Before having a child, our travel style was to hit the ground running, spending a night or two in most spots, trying to do as much as possible in the time available. We took trips, not vacations.
We altered our travel style a bit once M came along, lowering expectations for what we’d see and accomplish each day. We still took trips, but they were generally less intense and a little slower-paced than they used to be. But M has grown a lot and is pretty easy-going, and he’s generally happy to do whatever we’re doing, napping in his hiking pack or stroller along the way. So with this trip (because it was definitely not a vacation) we reverted back to our former travel style.
I knew it would either go well or be a temper-tantrum-filled disaster, and it went about as well as I could have expected. Aside from some trips in the car taking much longer than planned, everyone had a lot of fun, we saw and did tons of awesome stuff, and nothing went seriously wrong.
I’ve talked to a number of people are interested in going to Sri Lanka, but planning an itinerary is kind of daunting because there are so many options. Some of folks have asked about our itinerary, and since the trip went well, here you go:
Because it might make more sense in map-form, here’s this:
(Yes, I just embedded a map on my blog. I am pretty proud of myself, I gotta tell ya!)
I’m planning a blog post for each location with what we did, what worked, what didn’t, and anything else that might be helpful.
In the meantime, here are some pointers for planning a trip to Sri Lanka:
- Take the monsoon season into account. There are different monsoon seasons for different parts of the island. Monsoon season is May to September in the west and south-west areas, while it’s in the east and northern regions from October to February. We largely avoided the west and south-west parts of the country on our trip.
- Look into hiring a car and driver. I’m pretty sure you’re only allowed to drive in Sri Lanka if you have a Sri Lankan driver’s license, and frankly the roads and traffic are so crazy, there’s no reason to drive yourself if you can help it. Hiring a car and driver is surprisingly affordable, and you shouldn’t have to pay more than $60/day for all the costs associated with it.

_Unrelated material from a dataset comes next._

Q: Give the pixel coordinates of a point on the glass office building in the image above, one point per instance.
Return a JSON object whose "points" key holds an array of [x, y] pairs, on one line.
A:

- If you’re traveling with little kids, particularly babies or toddlers, bring everything you think you might need with you. Don’t plan on trying to buy anything in Sri Lanka. Unless you’re staying in Colombo, chances are you won’t be able to find whatever you’re looking for very easily. We brought bags of snacks and fruit pouches, sunscreen, a thermometer, medicines (Tylenol and ibuprofen), a pack n play, child-safe bug spray and a metal-framed hiking pack. Oh, and a car seat. Definitely bring a car seat, especially if you’re hiring a car.
- It’s cold in Nuwara Elia! Luckily we only drove through rather than stopping, because if we’d overnighted there I would have frozen my ass off.
- Food and goods are very inexpensive, but the cost to enter most sites is pretty high. Sigiriya was $25, so was Anuradhapura, and Udawalawe National Park was $20. On the other hand, as long as you’re not in Colombo or ordering lots of alcohol, you’d have to try pretty hard to spend more than $15 per day on food. If you know Nate, then you know how he eats, so that’s saying something.
- You have to pay with cash just about everywhere. Out of the 5 hotels we stayed at, only 2 took cards. Outside of Colombo, it’s rare to find anywhere that will accept plastic.
- Dengue is prevalent, so bring bug spray!
That’s about all I can think of for now, but if anything else comes to mind, I’ll add it to the list!